Neural network loss landscapes are notoriously difficult to visualize. A common way to address this is to plot linear slices of the landscape, for example from the initial state of the network to the final state after optimization [1]. Although this inherently sacrifices information, the linear interpolation technique is seen as “a simple and lightweight method to probe neural network loss landscapes” [2] and is therefore frequently used [2-6].

An absence of obstacles along the linear path is frequently cited as an indication that “tasks are relatively easy to optimize” [1], where “the walk could just as well have taken a straight line without encountering any obstacles” [7].

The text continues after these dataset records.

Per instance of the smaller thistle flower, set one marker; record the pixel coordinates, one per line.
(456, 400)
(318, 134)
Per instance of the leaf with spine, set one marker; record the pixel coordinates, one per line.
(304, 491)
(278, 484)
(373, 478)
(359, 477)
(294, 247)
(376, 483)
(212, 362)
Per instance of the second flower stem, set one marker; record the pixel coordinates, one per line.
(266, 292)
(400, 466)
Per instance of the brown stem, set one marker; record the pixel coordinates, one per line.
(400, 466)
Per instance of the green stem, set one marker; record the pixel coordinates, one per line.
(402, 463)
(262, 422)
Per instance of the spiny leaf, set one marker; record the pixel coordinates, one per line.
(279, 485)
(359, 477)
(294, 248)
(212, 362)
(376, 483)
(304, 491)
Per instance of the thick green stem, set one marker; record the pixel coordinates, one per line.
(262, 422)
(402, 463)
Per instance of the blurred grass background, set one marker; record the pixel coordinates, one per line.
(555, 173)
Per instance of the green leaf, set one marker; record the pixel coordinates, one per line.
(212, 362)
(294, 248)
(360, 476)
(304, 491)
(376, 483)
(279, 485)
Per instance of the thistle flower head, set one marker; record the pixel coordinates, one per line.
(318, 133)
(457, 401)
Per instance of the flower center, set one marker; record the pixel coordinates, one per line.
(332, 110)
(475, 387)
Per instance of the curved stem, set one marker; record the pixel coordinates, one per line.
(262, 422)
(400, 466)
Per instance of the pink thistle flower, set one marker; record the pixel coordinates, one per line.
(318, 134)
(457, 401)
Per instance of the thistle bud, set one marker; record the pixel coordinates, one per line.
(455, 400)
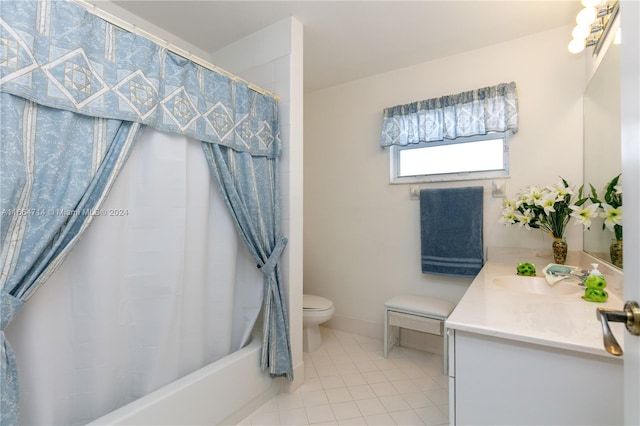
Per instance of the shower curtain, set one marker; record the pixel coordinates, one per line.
(158, 286)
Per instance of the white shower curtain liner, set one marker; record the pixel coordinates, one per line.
(159, 286)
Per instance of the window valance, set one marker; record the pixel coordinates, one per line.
(476, 112)
(66, 58)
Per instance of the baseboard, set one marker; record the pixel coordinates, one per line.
(298, 379)
(356, 326)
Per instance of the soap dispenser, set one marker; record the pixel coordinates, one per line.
(595, 284)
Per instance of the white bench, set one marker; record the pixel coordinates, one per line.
(420, 313)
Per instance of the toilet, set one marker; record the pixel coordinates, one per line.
(316, 310)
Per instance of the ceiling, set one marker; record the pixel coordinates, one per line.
(348, 40)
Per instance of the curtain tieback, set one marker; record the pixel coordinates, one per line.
(269, 266)
(9, 308)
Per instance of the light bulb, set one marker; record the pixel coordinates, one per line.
(576, 45)
(581, 32)
(591, 3)
(586, 16)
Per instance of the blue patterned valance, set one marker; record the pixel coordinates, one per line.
(477, 112)
(57, 54)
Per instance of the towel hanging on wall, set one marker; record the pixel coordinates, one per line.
(451, 231)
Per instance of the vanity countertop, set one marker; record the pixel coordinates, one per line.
(561, 321)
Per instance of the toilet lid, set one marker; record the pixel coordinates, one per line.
(309, 301)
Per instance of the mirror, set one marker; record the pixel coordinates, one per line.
(602, 158)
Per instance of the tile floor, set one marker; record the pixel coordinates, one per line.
(349, 382)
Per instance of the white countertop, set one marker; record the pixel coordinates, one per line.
(561, 321)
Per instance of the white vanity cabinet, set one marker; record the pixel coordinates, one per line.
(517, 357)
(496, 381)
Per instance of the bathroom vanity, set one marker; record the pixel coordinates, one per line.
(524, 352)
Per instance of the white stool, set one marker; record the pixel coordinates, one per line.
(420, 313)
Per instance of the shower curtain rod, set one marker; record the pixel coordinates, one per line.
(132, 28)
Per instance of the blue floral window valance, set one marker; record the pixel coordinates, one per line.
(476, 112)
(66, 58)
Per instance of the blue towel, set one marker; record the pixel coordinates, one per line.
(451, 231)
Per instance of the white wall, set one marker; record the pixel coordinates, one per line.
(362, 234)
(272, 59)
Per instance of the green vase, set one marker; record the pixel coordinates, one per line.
(615, 250)
(559, 250)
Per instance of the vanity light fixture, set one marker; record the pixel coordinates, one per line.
(593, 23)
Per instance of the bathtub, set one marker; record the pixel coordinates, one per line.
(224, 392)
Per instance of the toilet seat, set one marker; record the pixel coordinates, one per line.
(311, 302)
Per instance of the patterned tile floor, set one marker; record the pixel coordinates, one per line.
(349, 382)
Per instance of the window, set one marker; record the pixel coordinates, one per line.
(476, 157)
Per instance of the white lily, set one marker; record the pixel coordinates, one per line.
(547, 202)
(584, 214)
(612, 216)
(524, 218)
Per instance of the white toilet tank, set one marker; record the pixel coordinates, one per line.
(310, 301)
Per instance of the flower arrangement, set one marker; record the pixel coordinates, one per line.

In this paper we put to the test whether using the popular 1D linear interpolation technique actually relates to success of optimization. Further, we introduce several novel modes of analysis, including the use of linear interpolation to study the role played by individual layers and substructures of the network. We find that:

  1. The shape of the linear path is in fact not a reliable indicator of test accuracy.
  2. Custom per-layer optimization schemes can be obtained by studying the shape of the linear path of different layers.
  3. Layers have different levels of sensitivity to the choice of initialization. We introduce the concept of partial pre-training, where we initialize some layers to a trained (on CIFAR-10) or pre-trained (on ImageNet) state, while using random initialization for others. Doing so surprisingly leads to worsened test accuracy and (uncorrelated) effects on the shape of the linear path.

This paper is joint work with Jonathan Frankle (MIT, MosaicML) and has been accepted to ICML 2022. arXiv:2106.16004

References
[1] I.J. Goodfellow, O. Vinyals, and A.M. Saxe. Qualitatively characterizing neural network optimization problems. ICLR, 2015.
[2] J. Lucas, J. Bae, M. Zhang, J. Ba, R. Zemel, and R. Grosse. On monotonic linear interpolation of neural network parameters. OptML NeurIPS workshop, 2020.
[3] S. Fort and S. Jastrzebski. Large scale structure of neural network loss landscapes. ICML, 2019.
[4] Y. Hao, L. Dong, F. Wei, and K. Xu. Visualizing and understanding the effectiveness of BERT. EMNLP, 2019.
[5] S. Jastrzebski, Z. Kenton, D. Arpit, N. Ballas, A. Fischer, Y. Bengio, and A. Storkey. Three factors influencing minima in SGD. ICANN, 2018.
[6] B. Neyshabur, H. Sedghi, and C. Zhang. What is being transferred in transfer learning? NeurIPS, 2020.
[7] C. Li, H. Farkhoor, R. Liu, and J. Yosinski. Measuring the intrinsic dimension of objective landscapes. ICLR, 2018.